Hornady – Lock-n-load Auto Progressive Press
Hornady is a well-known name among gun enthusiasts, both for the quality of its ammo and handloading equipment. They started out in the early 1940s with the production of ammo, by buying surplus machines from the US government, some of which are still in use today in their factories. They also offer a wide array of cartridge cases, bullets, and shotgun shells, as well as reloading devices and data sources.
The Lock-N-Load progressive press is no exception when it comes to the outstanding quality you would expect from them. It is an auto-indexing progressive press, with the ability to quickly change dies, set up new ones, and it can accommodate most common calibers, including from .223 Remington to .45 ACP. The press also uses the EZject system, which consistently and reliably ejects every round into a bin when it’s ready. This system also has the ability to quickly and easily change different metering inserts, and as the name already says, it is auto indexing.

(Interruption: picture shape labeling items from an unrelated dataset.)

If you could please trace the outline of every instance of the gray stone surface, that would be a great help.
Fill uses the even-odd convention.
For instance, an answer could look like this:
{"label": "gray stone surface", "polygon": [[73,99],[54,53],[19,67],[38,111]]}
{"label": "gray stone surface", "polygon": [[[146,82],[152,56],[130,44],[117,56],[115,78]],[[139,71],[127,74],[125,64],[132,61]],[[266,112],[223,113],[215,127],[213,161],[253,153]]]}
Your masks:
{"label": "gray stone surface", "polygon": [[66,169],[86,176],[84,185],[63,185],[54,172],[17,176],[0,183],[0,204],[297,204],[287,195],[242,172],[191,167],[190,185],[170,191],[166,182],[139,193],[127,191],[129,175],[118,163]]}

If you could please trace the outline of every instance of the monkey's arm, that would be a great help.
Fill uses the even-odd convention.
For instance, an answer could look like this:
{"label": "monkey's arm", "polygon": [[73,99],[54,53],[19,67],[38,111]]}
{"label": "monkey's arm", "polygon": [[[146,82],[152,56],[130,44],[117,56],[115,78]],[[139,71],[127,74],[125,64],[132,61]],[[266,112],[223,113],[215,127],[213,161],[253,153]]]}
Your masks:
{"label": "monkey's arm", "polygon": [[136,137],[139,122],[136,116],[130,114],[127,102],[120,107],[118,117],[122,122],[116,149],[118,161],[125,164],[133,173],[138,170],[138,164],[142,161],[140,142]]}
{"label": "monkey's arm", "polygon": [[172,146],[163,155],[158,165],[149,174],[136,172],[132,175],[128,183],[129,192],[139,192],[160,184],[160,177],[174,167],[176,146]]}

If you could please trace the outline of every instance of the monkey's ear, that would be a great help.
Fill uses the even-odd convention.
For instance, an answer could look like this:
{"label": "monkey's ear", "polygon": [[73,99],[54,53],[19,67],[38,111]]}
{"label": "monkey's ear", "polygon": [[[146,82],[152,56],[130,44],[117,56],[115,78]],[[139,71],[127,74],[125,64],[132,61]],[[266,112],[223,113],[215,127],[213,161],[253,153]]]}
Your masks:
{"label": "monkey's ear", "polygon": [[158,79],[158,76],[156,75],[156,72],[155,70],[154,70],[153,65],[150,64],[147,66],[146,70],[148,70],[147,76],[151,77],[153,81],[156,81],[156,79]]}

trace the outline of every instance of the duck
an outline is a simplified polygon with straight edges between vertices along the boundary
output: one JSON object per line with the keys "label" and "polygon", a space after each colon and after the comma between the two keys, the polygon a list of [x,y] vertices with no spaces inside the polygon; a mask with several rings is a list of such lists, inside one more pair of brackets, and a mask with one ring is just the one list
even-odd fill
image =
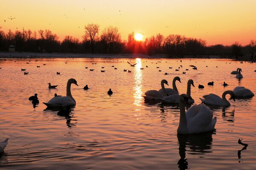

For those people who shoot a lot and often, this press is a good option. The learning curve on how to properly set it up and use it is fairly steep in the beginning, but after you gain some experience and expertise, reloading 400-600 rounds per hour will soon become a breeze. However, don’t expect the kit will have all the necessary components for reloading, you will have to invest in additional equipment, but it’s an investment that will pay off quite quickly.
- Proven quality
- Auto-indexing capabilities
- Makes more accurate rounds than the competition
- Easily installed bushing system
- Powder dispenser included
- Does not come with a shell plate
- Not beginner-friendly
Redding – Ultramag Reloading Press
Redding is another company founded in the 1940s, which should speak for itself about the expertise and quality of their products. They are one of the rare companies that are dedicated to fully produce all of their equipment in the USA. Here we have a review of one of their solid and unique single stage reloading presses.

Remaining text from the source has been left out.